During the road handing-over ceremony, the usual speeches from government officials and contractors were delivered on cue. I’ve listened to so many of these over the decades that I pay scant attention, except to matters of cost over-run delays, and so forth. Instead I seek out members of the recipient community to hear firsthand their comments on the new project, how it will impact their lives. Besides, I had used that earlier mentioned route for at least forty years, when bananas were “green gold”.
At the opening ceremony two young men from the community delivered words of appreciation to the prime minister and his team. Both lauded the PM for so soon delivering on his promise while campaigning for office in 2016. By all I heard, naming the road after the prime minister was a community decision. After the ribbon-cutting, the largely partisan crowd held an impromptu motorcade which ended near the La Coureville basketball court, the venue for a scheduled UWP rally.
The motorcade became a ceremony of sorts with all the tooting of horns and flag-waving, reminiscent of election campaigns. The chairs on a makeshift stage at the basketball court were soon occupied by government ministers, leading supporters and other invited friends of the party. The ever-popular “Champagne”, one of the Hewanorra Airport Red Caps, was the event’s master of ceremonies, and did not disappoint. Clearly Champagne enjoys the rough and tumble of politics, Saint Lucia-style.

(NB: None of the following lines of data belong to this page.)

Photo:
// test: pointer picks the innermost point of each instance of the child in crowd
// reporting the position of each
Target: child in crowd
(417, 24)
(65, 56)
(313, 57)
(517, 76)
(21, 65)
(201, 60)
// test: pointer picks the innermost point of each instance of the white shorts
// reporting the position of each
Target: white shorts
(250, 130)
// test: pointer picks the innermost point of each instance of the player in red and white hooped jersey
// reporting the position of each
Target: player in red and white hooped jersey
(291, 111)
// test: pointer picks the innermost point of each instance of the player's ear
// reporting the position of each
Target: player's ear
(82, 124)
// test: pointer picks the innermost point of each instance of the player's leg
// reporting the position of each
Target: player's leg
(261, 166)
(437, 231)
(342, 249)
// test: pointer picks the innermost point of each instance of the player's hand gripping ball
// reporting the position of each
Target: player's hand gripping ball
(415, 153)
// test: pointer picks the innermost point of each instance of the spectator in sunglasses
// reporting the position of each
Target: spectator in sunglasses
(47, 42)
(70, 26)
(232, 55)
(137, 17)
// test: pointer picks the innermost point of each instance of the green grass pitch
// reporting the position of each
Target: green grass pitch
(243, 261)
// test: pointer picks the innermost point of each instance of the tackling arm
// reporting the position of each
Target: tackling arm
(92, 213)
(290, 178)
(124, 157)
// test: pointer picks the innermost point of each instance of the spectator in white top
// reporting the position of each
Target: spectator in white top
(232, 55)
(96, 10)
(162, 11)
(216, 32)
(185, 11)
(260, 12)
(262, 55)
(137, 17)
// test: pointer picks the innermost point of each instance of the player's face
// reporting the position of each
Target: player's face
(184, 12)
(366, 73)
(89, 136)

The meeting proved a powerful show of UWP team effort, with the crowd loudly applauding at every opportunity, especially the government’s pledges to focus on transformative political change, particularly in the areas of healthcare, education and national security. Assurances of the development of a brand new hospital at Vieux Fort, to replace the engineering nightmare that is St. Jude, were repeated by several speakers. It became clear that right-thinking Saint Lucians also want a proper accounting for the millions already spent with little to show that’s useful.
Based on all that has been spoken and published so far, certain questions force themselves upon the public conversation. These questions demand to know what, where and why things went so awry, and where the buck stopped. In an incisive and thoughtful response, nothing must be allowed to be swept under the carpet. No additional expenditures should be undertaken unless the following questions are fully answered by the former prime minister and minister of finance:
• Why were there no approved drawings and plans for the new additions which the Labour government undertook at St. Jude?
• How many contracts were awarded without the approval of Cabinet or the Department of Planning and who signed and approved payments of these contract awards?
• How many times did workmen demolish badly constructed walls and flooring at St. Jude
hospital and at what cost?
• What do foreign experts opine regarding the acceptability of St. Jude hospital as a top medical facility, if it is completed along the lines in
which the Labour government left it?
• Why didn’t the former prime minister and MP for Vieux Fort spend more effort ensuring the completion of the St. Jude hospital reconstruction project?
• Why is the opposition Labour Party creating such a smokescreen around St. Jude and healthcare, and why are they trying so hard to divert the public’s attention away from the real issue of accountability of wasteful expenditures? What is Labour trying so hard to hide?
It is my ardent wish and prayer that the UWP government closely investigates the St. Jude construction money trail in order to lay bare the mistakes made and by whom. The wheels of justice grind slowly, they say. We can only hope that the transformative political process here grinds more quickly and that in due time each shall receive his or her just desserts.